Llueven sobre nosotros las frases de otro tiempo. Éramos jóvenes y
discutíamos sobre lo que había que hacer cuando cayera Franco. Que no
cayó nunca. Se murió por sí solo sin que nosotros hubiéramos llegado a
resolver los dilemas revolucionarios que nos entretenían a la vuelta de
las manifestaciones y de oír las balas de goma silbar sobre nuestras
cabezas. Después decidimos que la verdadera revolución era gozar de la
vida, exaltar la libertad, probarlo todo, bailarlo todo, y así nos
pasamos una década que, ésa, sí que no volverá. Estos tíos de ahora, por
mucha coleta y mucho pendiente, y he llevado los dos, son unos
aburridos, siempre henchidos de trascendencia histórica.
Para ellos
vuelven aquellas frases de entonces. La del viejo Marx de que «la
historia se repite dos veces. La primera como tragedia, la segunda como
farsa»; y la de que «la Revolución, como Saturno, acaba devorando a su
hijos», que se atribuye a Robespierre camino del cadalso.
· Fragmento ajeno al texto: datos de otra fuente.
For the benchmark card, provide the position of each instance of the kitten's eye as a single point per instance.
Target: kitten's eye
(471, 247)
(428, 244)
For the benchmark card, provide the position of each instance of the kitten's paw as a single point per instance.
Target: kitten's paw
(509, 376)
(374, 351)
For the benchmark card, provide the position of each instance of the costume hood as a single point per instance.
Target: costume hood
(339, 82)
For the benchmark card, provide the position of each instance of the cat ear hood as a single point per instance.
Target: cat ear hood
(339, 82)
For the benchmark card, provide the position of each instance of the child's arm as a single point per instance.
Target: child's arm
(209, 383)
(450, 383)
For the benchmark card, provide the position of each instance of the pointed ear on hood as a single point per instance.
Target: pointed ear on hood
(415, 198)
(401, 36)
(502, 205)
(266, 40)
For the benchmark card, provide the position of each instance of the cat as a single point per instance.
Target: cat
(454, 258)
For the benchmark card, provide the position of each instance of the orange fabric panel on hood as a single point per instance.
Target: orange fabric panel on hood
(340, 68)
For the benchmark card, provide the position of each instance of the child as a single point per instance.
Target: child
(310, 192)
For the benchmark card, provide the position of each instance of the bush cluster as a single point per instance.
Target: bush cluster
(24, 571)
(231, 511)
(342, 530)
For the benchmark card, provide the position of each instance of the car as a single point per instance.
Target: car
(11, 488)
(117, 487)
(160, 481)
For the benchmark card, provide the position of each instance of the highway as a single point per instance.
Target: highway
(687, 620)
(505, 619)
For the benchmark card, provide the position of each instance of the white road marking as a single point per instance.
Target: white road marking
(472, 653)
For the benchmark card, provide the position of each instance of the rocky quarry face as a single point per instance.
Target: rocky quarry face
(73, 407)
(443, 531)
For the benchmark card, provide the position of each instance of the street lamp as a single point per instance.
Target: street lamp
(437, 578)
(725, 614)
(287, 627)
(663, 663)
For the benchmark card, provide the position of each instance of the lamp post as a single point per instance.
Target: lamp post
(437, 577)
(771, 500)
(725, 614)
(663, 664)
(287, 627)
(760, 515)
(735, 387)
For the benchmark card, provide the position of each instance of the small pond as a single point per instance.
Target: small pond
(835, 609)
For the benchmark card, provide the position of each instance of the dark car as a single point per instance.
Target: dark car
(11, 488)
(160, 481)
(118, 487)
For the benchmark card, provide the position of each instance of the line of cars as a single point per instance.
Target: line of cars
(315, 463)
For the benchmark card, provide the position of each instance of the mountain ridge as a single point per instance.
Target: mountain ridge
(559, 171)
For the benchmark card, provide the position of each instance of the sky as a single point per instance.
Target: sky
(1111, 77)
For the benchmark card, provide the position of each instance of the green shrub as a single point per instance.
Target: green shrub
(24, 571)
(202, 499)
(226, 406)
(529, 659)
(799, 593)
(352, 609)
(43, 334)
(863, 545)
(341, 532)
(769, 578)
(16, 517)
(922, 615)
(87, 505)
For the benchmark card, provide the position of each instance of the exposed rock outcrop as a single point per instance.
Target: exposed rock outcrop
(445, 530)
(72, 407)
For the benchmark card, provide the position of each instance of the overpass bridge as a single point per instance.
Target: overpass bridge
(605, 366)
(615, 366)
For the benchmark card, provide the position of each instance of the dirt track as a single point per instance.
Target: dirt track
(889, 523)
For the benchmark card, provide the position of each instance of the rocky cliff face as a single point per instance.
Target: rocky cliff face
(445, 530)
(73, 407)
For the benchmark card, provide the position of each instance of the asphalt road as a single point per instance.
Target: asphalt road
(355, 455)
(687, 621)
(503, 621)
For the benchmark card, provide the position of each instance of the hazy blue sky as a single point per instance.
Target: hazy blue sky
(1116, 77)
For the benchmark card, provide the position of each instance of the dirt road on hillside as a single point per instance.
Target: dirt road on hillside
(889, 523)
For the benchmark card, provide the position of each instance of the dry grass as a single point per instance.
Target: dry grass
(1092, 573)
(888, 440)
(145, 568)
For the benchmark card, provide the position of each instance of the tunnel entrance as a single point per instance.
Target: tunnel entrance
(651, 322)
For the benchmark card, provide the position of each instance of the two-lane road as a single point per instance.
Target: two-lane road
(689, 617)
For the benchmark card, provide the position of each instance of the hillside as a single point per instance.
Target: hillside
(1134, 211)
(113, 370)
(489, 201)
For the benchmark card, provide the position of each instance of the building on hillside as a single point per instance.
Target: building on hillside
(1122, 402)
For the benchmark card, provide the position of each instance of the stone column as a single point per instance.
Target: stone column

Del que él
había erigido contra sus enemigos. La anécdota no es seguramente cierta,
pero resulta espléndida. Ambas iluminan, a la perfección, la farsa de
Podemos, la vieja y mil veces reeditada guerra civil en que se ahogan
todos los que quieren cambiar al ser humano contra sí mismo, y sólo
acaban cambiándose a ellos. Aunque aquí sólo acabaremos ahogados de
risa, de farsa.
La farsa lo primero que revela es que, al final,
el poder es el objetivo. Y la revolución de hoy una pamema, un postureo,
que diría el tuitero, que se quedará en freírnos a impuestos y prohibir
el estofado de rabo de toro. Lo que discuten es cómo llegar hasta el
rabo: si lo importante es el fin o consolidar los medios, el partido o
la revolución, fortalecer el instrumento de la lucha contra la burguesía
(a la que, por otra parte, pertenecen todos, aquí no hay obreros) antes
de que la revolución misma nos devore, o lanzarnos a vivir
revolucionariamente a la vez que construimos el partido, la vanguardia
de las masas. Ah, cuánta nostalgia, cuántas tardes de ginebra y
filosofía, de ácratas, marxistas y compañeros de viaje. Tierra y
libertad, de Ken Loach. La revolución anarquista y la implacable
represión comunista, los románticos y los comisarios, los hombres de fe y
los burócratas.
Siempre lo mismo. Stalin y Trotsky. El tirano
que justifica el terror y su poder absoluto para alcanzar las metas
revolucionarias. Y para ello no valen otros métodos que los de siempre:
un poder férreo, que impida desviaciones, que purgue errores, que vigile
la pureza, que castigue al heterodoxo. La revolución vendrá después,
cuando hayamos eliminado a los enemigos, cuando la organización sea
inatacable, fuerte como un gigante que velará y guiará a sus hijos. La
revolución siempre vendrá después. Y alguien tendrá que viajar a Méjico
para que Trotsky deje de hacer daño a la gran patria de los
trabajadores: yo, Stalin, la revolución.